Guasha uses several rounded tools, such as a ceramic spoon or jade tool, to gently scrape or rub the skin to relieve blood stagnation by gathering impurities to the surface to be released. Like cupping, guasha is also used to address the blood and qi stagnation of musculoskeletal pain or the symptoms of the common cold, flu, bronchitis, or asthma. Sha, or redness may apppear on the skin for a few days after guasha.

What is Moxibustion?
Moxabustion (moxa) is the process of delivering heat to acupuncture points or areas of the body by burning moxa over the skin. For moxa we use the Chinese herb Ai Ye (Artemesia argyi), for the treatment and prevention of chronic health conditions.

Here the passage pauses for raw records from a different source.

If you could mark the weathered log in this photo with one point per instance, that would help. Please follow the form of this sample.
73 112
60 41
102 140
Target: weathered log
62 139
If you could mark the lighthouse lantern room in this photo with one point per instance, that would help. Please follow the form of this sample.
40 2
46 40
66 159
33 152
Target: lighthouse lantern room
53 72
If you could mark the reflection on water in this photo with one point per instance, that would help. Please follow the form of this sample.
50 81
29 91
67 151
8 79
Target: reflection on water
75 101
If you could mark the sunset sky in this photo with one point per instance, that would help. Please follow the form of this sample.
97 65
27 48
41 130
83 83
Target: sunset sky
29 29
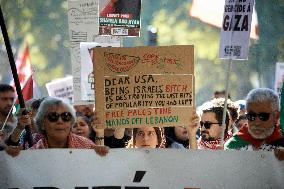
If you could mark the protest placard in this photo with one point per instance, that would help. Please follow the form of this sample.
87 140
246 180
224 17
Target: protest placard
144 86
235 30
279 77
120 18
87 75
83 27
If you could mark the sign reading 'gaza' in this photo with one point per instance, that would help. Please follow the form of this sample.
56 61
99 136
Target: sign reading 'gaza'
235 29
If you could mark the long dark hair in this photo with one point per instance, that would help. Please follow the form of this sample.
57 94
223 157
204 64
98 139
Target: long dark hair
171 138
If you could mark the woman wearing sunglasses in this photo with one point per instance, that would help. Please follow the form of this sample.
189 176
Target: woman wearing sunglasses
55 119
148 137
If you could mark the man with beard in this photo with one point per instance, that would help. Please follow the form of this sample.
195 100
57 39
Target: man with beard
210 127
7 97
263 130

Moxa is used to warm regions of the body and acupuncture points to stimulate circulation and induce a smoother flow of qi throughout the body. Moxibustion can be combined with acupuncture and Chinese herbs to increase the effects of a treatment.

What is Qi Gong?
Qi Gong an ancient Chinese healing art involving meditation, controlled breathing, and movement exercises designed to improve physical and mental well-being and prevent disease.

What is Medical Qi Gong?
Medical Qi Gong is a modality of Chinese Medicine. Rather than using needles, herbs, or massage, medical qi gong relies on the ability to direct qi with the mind, the hands, or a ritual object, but without necessarily touching the body. Like its better known counterparts acupuncture and herbal medicine, medical qi gong requires thorough knowledge of TCM scientific theory in order to be used skillfully. A medical qi gong practitioner should be at least as well-trained as an acupuncturist or herbalist. To develop skill with medical qi gong, a practitioner needs to be highly disciplined, with a very focused mind similar to that of a well-seasoned meditator. To practice medicine as subtle as medical qi gong, a practitioner must have unusual abilities of subtle perception.